We can all agree that pizza is an essential part of New Yorkers’ diets. What we can’t seem to agree upon, however, is the best slice in town. From classics to Lombardi’s in Little Italy to popular venues like Lucali in Carroll Gardens, NYC pizza places keep us coming back hungry for more. Although there will never be a definitive answer about the best of the best, it’s probably in your best interest to make a pitstop at all the greats and decide for yourself.
Fans of all-things nautical will flip over the fleet of historic ships docked at this harbor on the southern tip of Manhattan. At the South Street Museum’s active waterfront, visitors can get up close with vessels including the Ambrose, which served as a floating lighthouse, and an 1885 schooner named Pioneer South—you can even set sail aboard a few!

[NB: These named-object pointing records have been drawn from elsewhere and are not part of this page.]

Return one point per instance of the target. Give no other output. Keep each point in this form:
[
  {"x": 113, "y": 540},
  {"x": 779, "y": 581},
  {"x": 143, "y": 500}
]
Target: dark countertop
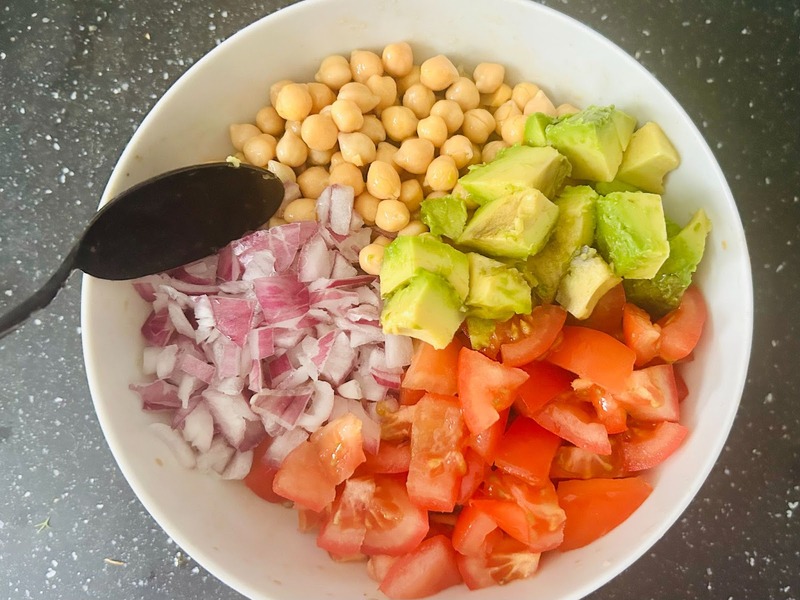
[{"x": 77, "y": 76}]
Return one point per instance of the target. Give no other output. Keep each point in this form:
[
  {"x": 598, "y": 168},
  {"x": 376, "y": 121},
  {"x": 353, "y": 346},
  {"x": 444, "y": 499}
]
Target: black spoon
[{"x": 162, "y": 223}]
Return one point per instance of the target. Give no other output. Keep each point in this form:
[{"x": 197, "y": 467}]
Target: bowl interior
[{"x": 254, "y": 546}]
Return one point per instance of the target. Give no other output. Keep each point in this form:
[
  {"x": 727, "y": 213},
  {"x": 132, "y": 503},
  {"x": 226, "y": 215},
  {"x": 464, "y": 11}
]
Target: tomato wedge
[
  {"x": 543, "y": 326},
  {"x": 485, "y": 387},
  {"x": 595, "y": 356},
  {"x": 596, "y": 506}
]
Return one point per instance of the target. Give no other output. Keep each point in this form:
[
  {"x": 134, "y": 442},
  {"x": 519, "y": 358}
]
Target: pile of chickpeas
[{"x": 397, "y": 132}]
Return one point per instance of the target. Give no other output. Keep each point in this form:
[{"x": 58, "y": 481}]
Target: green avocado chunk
[
  {"x": 408, "y": 254},
  {"x": 663, "y": 292},
  {"x": 514, "y": 226},
  {"x": 427, "y": 308},
  {"x": 496, "y": 290},
  {"x": 445, "y": 215},
  {"x": 593, "y": 140},
  {"x": 631, "y": 233},
  {"x": 574, "y": 228},
  {"x": 515, "y": 168}
]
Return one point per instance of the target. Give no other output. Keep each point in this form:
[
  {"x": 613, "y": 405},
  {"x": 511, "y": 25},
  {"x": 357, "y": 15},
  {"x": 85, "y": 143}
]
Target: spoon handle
[{"x": 39, "y": 299}]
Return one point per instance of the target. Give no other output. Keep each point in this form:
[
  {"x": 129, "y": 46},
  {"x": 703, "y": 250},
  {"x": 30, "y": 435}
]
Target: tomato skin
[
  {"x": 647, "y": 445},
  {"x": 545, "y": 382},
  {"x": 434, "y": 370},
  {"x": 428, "y": 569},
  {"x": 544, "y": 325},
  {"x": 485, "y": 387},
  {"x": 526, "y": 451},
  {"x": 596, "y": 506},
  {"x": 681, "y": 329}
]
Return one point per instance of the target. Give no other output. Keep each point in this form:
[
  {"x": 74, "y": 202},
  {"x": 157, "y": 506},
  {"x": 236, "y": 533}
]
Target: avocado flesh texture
[
  {"x": 663, "y": 292},
  {"x": 516, "y": 168},
  {"x": 513, "y": 226},
  {"x": 445, "y": 216},
  {"x": 648, "y": 158},
  {"x": 593, "y": 140},
  {"x": 426, "y": 308},
  {"x": 631, "y": 233},
  {"x": 574, "y": 228},
  {"x": 409, "y": 254},
  {"x": 496, "y": 290}
]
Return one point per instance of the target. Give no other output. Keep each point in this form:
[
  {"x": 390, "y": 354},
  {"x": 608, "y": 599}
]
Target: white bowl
[{"x": 253, "y": 546}]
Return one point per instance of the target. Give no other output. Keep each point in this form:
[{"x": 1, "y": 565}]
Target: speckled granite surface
[{"x": 77, "y": 76}]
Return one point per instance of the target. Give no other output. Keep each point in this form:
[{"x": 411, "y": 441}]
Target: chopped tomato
[
  {"x": 545, "y": 382},
  {"x": 640, "y": 334},
  {"x": 395, "y": 525},
  {"x": 434, "y": 370},
  {"x": 595, "y": 356},
  {"x": 652, "y": 394},
  {"x": 485, "y": 387},
  {"x": 526, "y": 450},
  {"x": 428, "y": 569},
  {"x": 596, "y": 506},
  {"x": 543, "y": 326},
  {"x": 681, "y": 328},
  {"x": 437, "y": 464},
  {"x": 648, "y": 445}
]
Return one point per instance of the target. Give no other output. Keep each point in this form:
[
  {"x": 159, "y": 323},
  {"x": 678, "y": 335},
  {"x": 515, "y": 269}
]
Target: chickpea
[
  {"x": 347, "y": 115},
  {"x": 464, "y": 92},
  {"x": 488, "y": 77},
  {"x": 346, "y": 173},
  {"x": 370, "y": 258},
  {"x": 540, "y": 103},
  {"x": 478, "y": 125},
  {"x": 438, "y": 73},
  {"x": 260, "y": 149},
  {"x": 392, "y": 215},
  {"x": 419, "y": 99},
  {"x": 319, "y": 132},
  {"x": 364, "y": 64},
  {"x": 411, "y": 194},
  {"x": 398, "y": 59},
  {"x": 334, "y": 71},
  {"x": 301, "y": 209},
  {"x": 293, "y": 102},
  {"x": 383, "y": 182},
  {"x": 366, "y": 205},
  {"x": 433, "y": 128},
  {"x": 451, "y": 112},
  {"x": 291, "y": 150},
  {"x": 360, "y": 94},
  {"x": 357, "y": 148},
  {"x": 241, "y": 132},
  {"x": 459, "y": 148},
  {"x": 312, "y": 181},
  {"x": 414, "y": 155},
  {"x": 385, "y": 88},
  {"x": 400, "y": 122},
  {"x": 269, "y": 121}
]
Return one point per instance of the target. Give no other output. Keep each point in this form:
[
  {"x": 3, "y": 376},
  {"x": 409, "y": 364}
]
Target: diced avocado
[
  {"x": 631, "y": 233},
  {"x": 514, "y": 226},
  {"x": 574, "y": 228},
  {"x": 496, "y": 291},
  {"x": 427, "y": 308},
  {"x": 535, "y": 125},
  {"x": 408, "y": 254},
  {"x": 648, "y": 158},
  {"x": 588, "y": 279},
  {"x": 445, "y": 215},
  {"x": 593, "y": 140},
  {"x": 663, "y": 292},
  {"x": 516, "y": 168}
]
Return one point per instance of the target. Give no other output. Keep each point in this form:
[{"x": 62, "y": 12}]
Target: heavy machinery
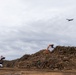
[{"x": 50, "y": 46}]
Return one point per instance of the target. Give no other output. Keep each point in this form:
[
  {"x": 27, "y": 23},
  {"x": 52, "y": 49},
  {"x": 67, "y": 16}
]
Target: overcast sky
[{"x": 27, "y": 26}]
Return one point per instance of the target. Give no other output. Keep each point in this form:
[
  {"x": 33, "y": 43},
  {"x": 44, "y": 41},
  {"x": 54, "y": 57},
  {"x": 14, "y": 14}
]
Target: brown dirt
[
  {"x": 9, "y": 71},
  {"x": 61, "y": 58}
]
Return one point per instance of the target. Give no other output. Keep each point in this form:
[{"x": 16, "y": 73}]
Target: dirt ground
[{"x": 32, "y": 72}]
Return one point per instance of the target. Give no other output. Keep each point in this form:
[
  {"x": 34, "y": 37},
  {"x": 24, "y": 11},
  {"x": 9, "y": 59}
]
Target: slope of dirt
[{"x": 61, "y": 58}]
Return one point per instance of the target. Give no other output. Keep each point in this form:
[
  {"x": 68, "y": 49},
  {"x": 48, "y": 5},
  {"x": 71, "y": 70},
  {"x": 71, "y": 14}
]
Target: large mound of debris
[{"x": 61, "y": 58}]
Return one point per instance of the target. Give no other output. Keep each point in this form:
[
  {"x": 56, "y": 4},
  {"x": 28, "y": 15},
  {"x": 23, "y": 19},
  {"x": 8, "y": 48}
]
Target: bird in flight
[{"x": 70, "y": 19}]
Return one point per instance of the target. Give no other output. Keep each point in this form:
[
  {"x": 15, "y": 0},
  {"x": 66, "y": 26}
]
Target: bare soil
[{"x": 10, "y": 71}]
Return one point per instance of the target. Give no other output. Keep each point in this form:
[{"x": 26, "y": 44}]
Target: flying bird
[{"x": 70, "y": 19}]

Back on dry land, families can fuel up on tasty treats or track down just-for-kids activities like workshops with FiDi Families, live KidAround performances or free Front Row Cinema screenings.
For curious kiddos who’ve visited “the dinosaur museum” one too many times, the Met offers an alternative that’s just as kid-friendly—as long as you know where to go. Start by walking through the Temple of Dendur in the museum’s Egyptian Wing, then say hello to Sphynxes, the statue of the Nile crocodile and—for brave older siblings—a peek into the coffin of Khnumhotep, where they’ll gaze upon a real mummy!
It’s no secret that life in NYC doesn’t come cheap: Rent skyrockets, cab fares surge and little boutiques nestled in your favorite Brooklyn nabe sell beloved, handmade toys for a pretty penny. Despite hefty costs that are often associated with Gotham, there are plenty of freebies to enjoy...if you know where to look. Explore your local libraries, parks and attractions for free classes and events. Story time at Books Are Magic is free over the weekends, and Saturday games at Brookfield Place are cost-free. Dollar signs can seem daunting, but we assure you that there’s some relief!
When little ones ask to go to the zoo, there’s no doubt they mean the Bronx Zoo, NYC’s best and biggest. Bustling with more than 4,000 creatures, the go-to attraction is home to lions, tigers and bears (oh my!), the World of Reptiles (including the famous cobra who went missing a few years back), adorable snow leopards of the Himalayan highlands, an outdoor baboon reserve, the sea lion pool and an exhibit dedicated entirely to lemurs and other animals of Madagascar. While every kid will have their own favorite part, no trip is complete without a ride on the Wild Asia monorail.